Slogging (A Technical Term)Running: Mile two, when my feet are dragging and my breath is stilted. Revising: Picking through my manuscript, muddling through the easy stuff, avoiding the big (read: HARD) changes because my objectives still aren’t quite solidified. Emotions Experienced: Uncertainty, avoidance, inability to focus. Duration: Varies, but hopefully not too long. Can often be cured by chocolate/coffee/and, um… running.

Setting A PaceRunning: Miles three and four, when I stop thinking about how hard running is and start thinking about how lucky I am to be able to do it. Revising: When the changes start to make sense and a picture of what the manuscript could be begins to take shape. Emotions Experienced: Belief that maybe it can be done, renewed motivation. Duration: Until that BIG hurdle arises–you know the one. The hurdle that seems impossible to clear and makes you want to collapse on the sidewalk (running), or throw your computer through a window (revising).

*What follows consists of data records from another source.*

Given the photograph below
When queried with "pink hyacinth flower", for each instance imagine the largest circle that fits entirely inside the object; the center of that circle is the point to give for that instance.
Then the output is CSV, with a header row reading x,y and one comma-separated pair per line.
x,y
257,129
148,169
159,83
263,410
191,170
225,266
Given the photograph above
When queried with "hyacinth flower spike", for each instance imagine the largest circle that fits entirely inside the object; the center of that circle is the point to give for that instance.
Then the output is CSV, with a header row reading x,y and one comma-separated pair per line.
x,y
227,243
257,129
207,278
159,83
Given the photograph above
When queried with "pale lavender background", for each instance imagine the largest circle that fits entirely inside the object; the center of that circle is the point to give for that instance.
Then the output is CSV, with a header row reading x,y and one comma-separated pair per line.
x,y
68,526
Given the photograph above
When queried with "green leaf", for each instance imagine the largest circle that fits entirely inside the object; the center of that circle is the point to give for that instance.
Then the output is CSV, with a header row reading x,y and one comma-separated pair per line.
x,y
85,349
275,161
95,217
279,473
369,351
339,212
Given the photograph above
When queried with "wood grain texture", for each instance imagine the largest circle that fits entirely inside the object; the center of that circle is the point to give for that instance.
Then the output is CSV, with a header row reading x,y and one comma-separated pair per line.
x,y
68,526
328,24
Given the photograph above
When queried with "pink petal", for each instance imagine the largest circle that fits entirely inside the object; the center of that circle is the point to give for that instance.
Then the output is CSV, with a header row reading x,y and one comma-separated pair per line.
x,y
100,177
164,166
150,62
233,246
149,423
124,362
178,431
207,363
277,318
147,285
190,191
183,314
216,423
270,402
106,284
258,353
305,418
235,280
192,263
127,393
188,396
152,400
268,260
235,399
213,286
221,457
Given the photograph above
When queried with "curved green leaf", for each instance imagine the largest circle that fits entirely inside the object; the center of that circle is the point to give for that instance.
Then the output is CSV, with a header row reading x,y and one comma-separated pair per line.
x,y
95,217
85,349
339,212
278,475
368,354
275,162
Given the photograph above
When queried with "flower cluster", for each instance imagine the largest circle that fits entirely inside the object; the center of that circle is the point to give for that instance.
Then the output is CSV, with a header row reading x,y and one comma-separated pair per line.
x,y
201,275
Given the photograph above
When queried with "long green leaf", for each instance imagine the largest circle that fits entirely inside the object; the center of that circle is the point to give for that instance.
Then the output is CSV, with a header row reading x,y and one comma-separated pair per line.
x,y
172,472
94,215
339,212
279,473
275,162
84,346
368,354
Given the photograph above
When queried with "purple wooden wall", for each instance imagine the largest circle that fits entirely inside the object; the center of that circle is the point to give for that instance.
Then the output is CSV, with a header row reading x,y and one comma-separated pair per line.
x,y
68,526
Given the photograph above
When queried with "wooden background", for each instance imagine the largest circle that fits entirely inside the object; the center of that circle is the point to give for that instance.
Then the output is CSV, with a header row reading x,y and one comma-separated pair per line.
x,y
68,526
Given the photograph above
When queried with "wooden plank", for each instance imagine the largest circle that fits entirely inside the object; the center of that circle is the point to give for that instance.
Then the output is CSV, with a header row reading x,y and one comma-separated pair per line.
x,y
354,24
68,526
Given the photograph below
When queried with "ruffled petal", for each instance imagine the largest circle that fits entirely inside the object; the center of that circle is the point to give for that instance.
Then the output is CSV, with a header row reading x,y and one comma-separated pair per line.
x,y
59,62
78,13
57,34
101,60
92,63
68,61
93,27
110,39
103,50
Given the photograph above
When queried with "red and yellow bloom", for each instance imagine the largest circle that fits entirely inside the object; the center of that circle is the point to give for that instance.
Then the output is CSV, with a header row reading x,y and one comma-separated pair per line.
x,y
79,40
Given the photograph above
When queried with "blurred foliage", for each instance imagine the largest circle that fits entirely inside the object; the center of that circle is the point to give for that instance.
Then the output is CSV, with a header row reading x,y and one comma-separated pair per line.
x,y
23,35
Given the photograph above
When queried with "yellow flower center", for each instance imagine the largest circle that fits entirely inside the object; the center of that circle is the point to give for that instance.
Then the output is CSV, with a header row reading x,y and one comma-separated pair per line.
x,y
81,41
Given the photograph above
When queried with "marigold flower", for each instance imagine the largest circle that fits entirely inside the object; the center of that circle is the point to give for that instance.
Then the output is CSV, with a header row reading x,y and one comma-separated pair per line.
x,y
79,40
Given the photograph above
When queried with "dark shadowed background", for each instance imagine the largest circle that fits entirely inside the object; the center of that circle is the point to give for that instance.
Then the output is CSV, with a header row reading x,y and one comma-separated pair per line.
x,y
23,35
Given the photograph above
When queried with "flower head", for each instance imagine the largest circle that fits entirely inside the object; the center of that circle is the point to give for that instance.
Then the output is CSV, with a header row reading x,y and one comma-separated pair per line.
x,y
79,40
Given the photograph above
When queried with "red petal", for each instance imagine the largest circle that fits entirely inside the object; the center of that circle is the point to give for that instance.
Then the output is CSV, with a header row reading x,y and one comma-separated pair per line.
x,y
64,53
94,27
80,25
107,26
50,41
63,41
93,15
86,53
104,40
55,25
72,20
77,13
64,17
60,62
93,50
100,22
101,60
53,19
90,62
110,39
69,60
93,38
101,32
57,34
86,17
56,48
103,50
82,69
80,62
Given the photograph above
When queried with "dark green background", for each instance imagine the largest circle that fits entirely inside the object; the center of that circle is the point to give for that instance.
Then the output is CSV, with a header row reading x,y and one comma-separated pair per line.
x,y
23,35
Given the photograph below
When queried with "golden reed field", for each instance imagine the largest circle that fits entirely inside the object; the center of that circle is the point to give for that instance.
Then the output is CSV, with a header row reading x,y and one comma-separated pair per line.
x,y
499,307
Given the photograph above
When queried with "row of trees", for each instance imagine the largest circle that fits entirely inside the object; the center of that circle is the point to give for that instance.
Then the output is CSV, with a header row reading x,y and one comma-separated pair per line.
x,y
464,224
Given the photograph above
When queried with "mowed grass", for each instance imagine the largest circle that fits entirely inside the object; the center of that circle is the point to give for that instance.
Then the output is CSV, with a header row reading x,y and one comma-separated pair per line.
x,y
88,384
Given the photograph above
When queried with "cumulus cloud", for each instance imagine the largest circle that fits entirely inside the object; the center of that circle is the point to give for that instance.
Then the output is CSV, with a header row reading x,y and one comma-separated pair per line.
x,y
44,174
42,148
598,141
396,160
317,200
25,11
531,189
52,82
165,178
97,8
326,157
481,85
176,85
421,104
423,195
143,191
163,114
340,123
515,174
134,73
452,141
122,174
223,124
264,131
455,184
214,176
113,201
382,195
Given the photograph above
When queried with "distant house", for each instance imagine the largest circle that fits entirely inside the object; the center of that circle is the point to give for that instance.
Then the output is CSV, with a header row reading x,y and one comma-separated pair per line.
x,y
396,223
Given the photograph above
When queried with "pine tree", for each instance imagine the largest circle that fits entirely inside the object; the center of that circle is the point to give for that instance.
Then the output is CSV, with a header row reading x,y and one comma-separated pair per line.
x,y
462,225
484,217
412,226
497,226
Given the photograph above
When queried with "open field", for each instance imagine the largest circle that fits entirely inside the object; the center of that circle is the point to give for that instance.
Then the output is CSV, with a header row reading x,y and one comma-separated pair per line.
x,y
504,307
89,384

I’ll-Never-Finish RutRunning: Mile five, when my knees start to hurt and the sun starts to rise and I’m hot and sweaty and feeling sorry for myself. Revising: When my manuscript is so torn up it’s unrecognizable. It seems impossible to piece into something even loosely resembling a story. (This, too, is usually the point at which one of my friends gets an agent or a book deal or an amazing review and, while I’m thrilled for them, I’m also indulging in a secret pity party.) Emotions Experienced: Terror, misgiving, mild insanity. Duration: Capable of breaking off the weak, but ushing through is imperative, otherwise I might never…

Find My StrideRunning: Miles six and seven, when I fall into the workout. This, for me, is the best part–when I feel like a real runner. Revising: When I find my groove and get into my zone, this is when I’m at my happiest and most productive. I somehow find a way to make my manuscript and my characters fit back together and it’s magical–I feel like a real writer!  Emotions Experienced: Acceptance, contentment, gratification. Duration: Until the final push.

Home StretchRunning: My home stretch is a long series of stairs that lead up  to my neighborhood, so yeah… It’s tough. But the end is in sight, so I always know I’ll make it. Revising: Plugging those final holes, checking for continuity, reassessing character arcs and word choices and sentence structure. Tedious, but totally doable. Emotions Experienced: Exhilaration, anticipation… There’s a light at the end of the tunnel! Duration: Right through to the end.

Victory! – Running: The cool down, the cold glass of water, the hot shower. Revising: The final read-through, and that spine-tingling excitement that comes with emailing a finished draft to CPs/betas/my agent. Emotions Experienced: Pride, delight, and nerves at getting to do it all over again sometime down the road. Duration: Until that next run, or that next revision.

Tell me: Do you experience similar highs and lows when revising? How do you deal?